# Required libraries
library(recommenderlab)  
library(tidyverse)           
library(ggthemes)
library(kableExtra)
library(skimr)
library(ggrepel)         
library(tictoc)         

Overview

The goal of this assignment is give you practice working with Matrix Factorization techniques.Your task is implement a matrix factorization method—such as singular value decomposition (SVD) or Alternating Least Squares (ALS)—in the context of a recommender system. You may approach this assignment in a number of ways. You are welcome to start with an existing recommender system written by yourself or someone else. Remember as always to cite your sources, so that you can be graded on what you added, not what you found. SVD can be thought of as a pre-processing step for feature engineering. You might easily start with thousands or millions of items, and use SVD to create a much smaller set of “k” items (e.g. 20 or 70).

My Approach

We use the Movie Lens data set to explore SVD, Matrix Factorization and compare SVD to other algorithms. Key steps in this analysis include.

- Data - Load and Preprocess the Data. The data is comprised of two csv files ratings and movies

- EDA - Perform some basic EDA to better understand the data

- Split Data - Create a training and Test data set

- Build Models - We will build two models SVD and UBCF

- Assess Speed - We will utilize the tictoc package to assess the speed to build and predict models

- Predictions and Comparisons - We predict using our altrnative algorithms and compare results

- Singular Value Decomposition - We explore SVD

The Data Set

The data set is courtesy of MovieLens project and it was downloaded from https://grouplens.org/datasets/movielens/. Please note - I reduced the size of the movie matrix so that my circa 1990 Mac Mini could handle the load. The data set is comprised of two files - rates and titles. We utilized the skimr package to explore the data. SVD models require no missing data. Skimr will let us know where we stand in that regard.

The Ratings

The Skimr output shows that there is no missing data - a bit of a surprise.

Data summary
Name ratings
Number of rows 18262
Number of columns 4
_______________________
Column type frequency:
numeric 4
________________________
Group variables None

Variable type: numeric

skim_variable n_missing complete_rate mean sd p0 p25 p50 p75 p100 hist
userId 0 1 6.866000e+01 43.23 1.0 31 72 1.060000e+02 150 ▇▆▇▆▅
movieId 0 1 1.796845e+04 34504.35 1.0 1047 2540 6.952750e+03 203519 ▇▁▁▁▁
rating 0 1 3.600000e+00 1.02 0.5 3 4 4.000000e+00 5 ▁▂▅▇▅
timestamp 0 1 1.193247e+09 232839079.08 828708507.0 980644978 1169595541 1.439474e+09 1574195101 ▆▆▆▂▇

The Movie Titles

Data summary
Name titles
Number of rows 62423
Number of columns 3
_______________________
Column type frequency:
factor 2
numeric 1
________________________
Group variables None

Variable type: factor

skim_variable n_missing complete_rate ordered n_unique top_counts
title 0 1 FALSE 62325 9 (: 2, Abs: 2, Ala: 2, Alo: 2
genres 0 1 FALSE 1639 Dra: 9056, Com: 5674, (no: 5062, Doc: 4731

Variable type: numeric

skim_variable n_missing complete_rate mean sd p0 p25 p50 p75 p100 hist
movieId 0 1 122220.4 63264.74 1 82146.5 138022 173222 209171 ▅▂▅▇▇

Convert to matrix

First we convert our data into the required format - a realRatingMatrix. The end result is a 150 by 4332 rating matrix with more than 18,000 ratings.
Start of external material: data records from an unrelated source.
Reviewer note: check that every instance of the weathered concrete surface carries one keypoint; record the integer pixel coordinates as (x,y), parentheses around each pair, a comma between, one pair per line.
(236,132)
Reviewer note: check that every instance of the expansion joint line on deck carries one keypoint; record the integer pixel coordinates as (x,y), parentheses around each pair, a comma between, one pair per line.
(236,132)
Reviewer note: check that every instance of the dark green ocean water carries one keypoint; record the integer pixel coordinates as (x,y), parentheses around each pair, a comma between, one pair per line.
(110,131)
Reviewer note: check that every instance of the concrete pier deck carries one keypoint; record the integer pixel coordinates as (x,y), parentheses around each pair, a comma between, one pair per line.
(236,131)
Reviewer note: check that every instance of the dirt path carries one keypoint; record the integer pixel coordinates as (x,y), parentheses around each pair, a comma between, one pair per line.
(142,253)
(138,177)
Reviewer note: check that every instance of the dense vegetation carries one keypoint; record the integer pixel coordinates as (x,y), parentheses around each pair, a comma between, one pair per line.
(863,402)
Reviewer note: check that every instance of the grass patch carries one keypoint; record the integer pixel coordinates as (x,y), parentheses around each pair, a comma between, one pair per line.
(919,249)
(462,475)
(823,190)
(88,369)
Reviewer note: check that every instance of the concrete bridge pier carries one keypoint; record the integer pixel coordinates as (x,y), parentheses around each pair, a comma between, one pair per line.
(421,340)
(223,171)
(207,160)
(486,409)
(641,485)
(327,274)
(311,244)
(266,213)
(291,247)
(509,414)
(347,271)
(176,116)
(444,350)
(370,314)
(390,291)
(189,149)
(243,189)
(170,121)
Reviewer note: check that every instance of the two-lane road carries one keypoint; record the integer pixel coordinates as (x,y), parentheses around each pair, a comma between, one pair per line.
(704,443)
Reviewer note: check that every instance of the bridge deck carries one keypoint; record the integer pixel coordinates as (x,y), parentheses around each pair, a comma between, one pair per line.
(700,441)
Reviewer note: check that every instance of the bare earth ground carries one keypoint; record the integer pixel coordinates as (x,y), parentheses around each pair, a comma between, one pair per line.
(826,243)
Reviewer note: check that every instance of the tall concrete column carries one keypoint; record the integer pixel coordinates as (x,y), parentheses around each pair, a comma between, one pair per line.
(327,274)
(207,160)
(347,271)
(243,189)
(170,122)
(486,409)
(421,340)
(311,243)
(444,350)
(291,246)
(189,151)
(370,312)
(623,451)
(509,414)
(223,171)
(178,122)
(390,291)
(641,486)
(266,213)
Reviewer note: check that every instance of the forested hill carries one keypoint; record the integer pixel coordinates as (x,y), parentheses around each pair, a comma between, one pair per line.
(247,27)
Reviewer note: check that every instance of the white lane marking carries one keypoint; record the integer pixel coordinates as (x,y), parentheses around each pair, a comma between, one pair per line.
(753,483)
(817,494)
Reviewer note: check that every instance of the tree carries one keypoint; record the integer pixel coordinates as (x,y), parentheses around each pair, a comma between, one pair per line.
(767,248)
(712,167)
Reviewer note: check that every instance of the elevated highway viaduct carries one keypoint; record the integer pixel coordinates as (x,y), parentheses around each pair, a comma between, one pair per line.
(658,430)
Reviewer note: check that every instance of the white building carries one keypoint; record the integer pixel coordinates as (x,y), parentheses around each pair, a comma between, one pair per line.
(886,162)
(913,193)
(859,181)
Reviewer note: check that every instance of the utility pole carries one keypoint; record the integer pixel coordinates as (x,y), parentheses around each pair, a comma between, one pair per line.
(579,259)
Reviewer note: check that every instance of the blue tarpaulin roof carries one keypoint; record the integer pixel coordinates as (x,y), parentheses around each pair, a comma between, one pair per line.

## 150 x 4332 rating matrix of class 'realRatingMatrix' with 18262 ratings.

Split the Data

To train and test our models, we need to split our data into training and testing sets. We utilize an 80-20 split, with given of 7 and a goodRatting set to 3.5.

Build Modles

We will build a User-Based Collaborative model and an SVD model. We will compare each model’s performance, based upon RMSE, as well as the time required to build and predict under each methodology.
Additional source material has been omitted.